Le mot « islamophobie » a fait son apparition en 1910 : Alain Quellien, auteur de la Politique musulmane dans l’Afrique occidentale française, la définissait comme un « préjugé contre l’islam répandu chez les peuples de civilisation occidentale et chrétienne ». Le mot réapparaît dans le débat public au début des années 2000, notamment dans le contexte post-11 septembre, avec des définitions extensibles[29]. A SUIVRE

Ces phénomènes peuvent donc conduire, voire ont conduit à la provocation, à l’hostilité et à l’intolérance, qui se manifestent par le biais de menaces, de harcèlement, d’abus et d’intimidation envers des musulmans.
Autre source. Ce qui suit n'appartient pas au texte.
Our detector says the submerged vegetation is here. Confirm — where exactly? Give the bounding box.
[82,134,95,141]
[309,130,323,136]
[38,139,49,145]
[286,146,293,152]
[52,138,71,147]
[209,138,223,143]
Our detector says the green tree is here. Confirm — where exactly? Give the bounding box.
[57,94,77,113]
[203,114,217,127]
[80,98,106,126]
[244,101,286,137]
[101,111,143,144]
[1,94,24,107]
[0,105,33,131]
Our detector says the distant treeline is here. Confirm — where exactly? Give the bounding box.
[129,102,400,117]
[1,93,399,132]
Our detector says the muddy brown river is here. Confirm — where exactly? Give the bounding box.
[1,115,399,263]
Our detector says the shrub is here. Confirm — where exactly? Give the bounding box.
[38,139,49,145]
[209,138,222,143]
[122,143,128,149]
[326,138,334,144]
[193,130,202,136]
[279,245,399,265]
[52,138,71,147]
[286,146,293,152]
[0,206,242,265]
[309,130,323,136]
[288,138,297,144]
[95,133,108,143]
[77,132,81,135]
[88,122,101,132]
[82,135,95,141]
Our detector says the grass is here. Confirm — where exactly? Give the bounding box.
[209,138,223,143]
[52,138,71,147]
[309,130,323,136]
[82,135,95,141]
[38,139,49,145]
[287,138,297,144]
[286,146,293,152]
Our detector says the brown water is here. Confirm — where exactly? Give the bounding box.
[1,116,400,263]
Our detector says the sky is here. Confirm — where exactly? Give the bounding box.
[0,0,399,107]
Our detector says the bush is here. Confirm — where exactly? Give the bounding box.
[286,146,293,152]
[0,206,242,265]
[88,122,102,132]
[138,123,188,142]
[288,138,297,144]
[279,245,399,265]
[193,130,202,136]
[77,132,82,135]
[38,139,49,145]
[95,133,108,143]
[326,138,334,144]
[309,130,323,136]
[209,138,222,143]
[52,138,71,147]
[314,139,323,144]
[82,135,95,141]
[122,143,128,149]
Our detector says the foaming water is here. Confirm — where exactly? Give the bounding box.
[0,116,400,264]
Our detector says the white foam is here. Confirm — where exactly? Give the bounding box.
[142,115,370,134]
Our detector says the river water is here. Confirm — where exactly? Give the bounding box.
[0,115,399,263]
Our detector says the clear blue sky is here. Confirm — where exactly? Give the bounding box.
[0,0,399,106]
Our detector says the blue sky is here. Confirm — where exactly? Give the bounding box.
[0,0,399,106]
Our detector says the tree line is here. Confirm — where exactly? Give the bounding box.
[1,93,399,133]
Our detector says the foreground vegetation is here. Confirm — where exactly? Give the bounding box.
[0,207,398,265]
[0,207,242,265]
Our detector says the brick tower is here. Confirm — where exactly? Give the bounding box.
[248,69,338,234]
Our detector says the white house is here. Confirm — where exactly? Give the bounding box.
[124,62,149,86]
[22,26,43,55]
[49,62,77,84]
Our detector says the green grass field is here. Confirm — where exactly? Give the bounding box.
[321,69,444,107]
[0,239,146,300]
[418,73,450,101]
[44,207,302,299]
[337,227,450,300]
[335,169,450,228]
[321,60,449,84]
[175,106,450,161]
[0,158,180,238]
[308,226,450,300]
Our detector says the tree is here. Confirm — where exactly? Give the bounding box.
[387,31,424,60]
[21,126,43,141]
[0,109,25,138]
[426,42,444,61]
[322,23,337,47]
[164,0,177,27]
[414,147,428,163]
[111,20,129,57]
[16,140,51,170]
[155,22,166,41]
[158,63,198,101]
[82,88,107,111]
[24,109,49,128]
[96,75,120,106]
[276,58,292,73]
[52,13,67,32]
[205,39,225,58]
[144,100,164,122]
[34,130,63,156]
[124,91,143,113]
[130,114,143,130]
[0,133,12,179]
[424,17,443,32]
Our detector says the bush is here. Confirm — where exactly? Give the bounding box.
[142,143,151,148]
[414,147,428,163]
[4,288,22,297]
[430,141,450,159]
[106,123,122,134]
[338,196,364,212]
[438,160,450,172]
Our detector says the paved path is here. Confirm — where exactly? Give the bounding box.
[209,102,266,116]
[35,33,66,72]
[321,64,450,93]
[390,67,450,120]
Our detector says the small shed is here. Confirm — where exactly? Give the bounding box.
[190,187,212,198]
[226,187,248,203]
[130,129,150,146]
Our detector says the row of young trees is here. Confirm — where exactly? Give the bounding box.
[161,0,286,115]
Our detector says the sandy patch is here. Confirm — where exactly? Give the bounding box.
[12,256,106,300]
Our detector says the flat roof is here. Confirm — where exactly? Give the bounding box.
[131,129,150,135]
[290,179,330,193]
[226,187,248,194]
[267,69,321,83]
Motivée par une hostilité institutionnelle, idéologique, politique et religieuse qui peut se transformer en racisme structurel et culturel, l’islamophobie cible les symboles et les pratiquants de la religion musulmane.

Cette définition insiste sur la corrélation entre les niveaux institutionnels de l’islamophobie et les manifestations de telles attitudes déclenchées par la visibilité ou la perception de l’identité musulmane de la victime. Cette approche interprète également l’islamophobie comme une forme de racisme, dans laquelle la religion, la tradition et la culture islamiques sont considérées comme une « menace » pour les « valeurs occidentales[30]. »

Il y a plusieurs théories relativement à la notion de la discrimination religieuse. Ces théories offrent un cadre d’analyse pour comprendre pourquoi et comment elle persiste dans la société :

 la théorie du bouc émissaire : Cette théorie suggère que les individus ou groupes peuvent projeter leurs frustrations sur des minorités religieuses, considérées comme responsables des problèmes sociaux ou économiques.

la théorie du conflit : Proposée par Karl Marx, elle explique la discrimination religieuse comme une conséquence des affrontements entre groupes sociaux ayant des intérêts différents. Ici, la religion peut être vue comme une institution de maintien du statu quo.

la théorie de l’identité sociale : Un concept développé par Henri Tajfel et John Turner qui souligne que l’identification à un groupe religieux peut mener à la discrimination. Les individus cherchent à renforcer leur estime de soi via leur appartenance à un groupe, ce qui peut accroître les discriminations envers les membres d’autres confessions[31]. Ces théories constituent des outils utiles pour analyser la complexité de la discrimination religieuse et les dynamiques sociétales sous-jacentes.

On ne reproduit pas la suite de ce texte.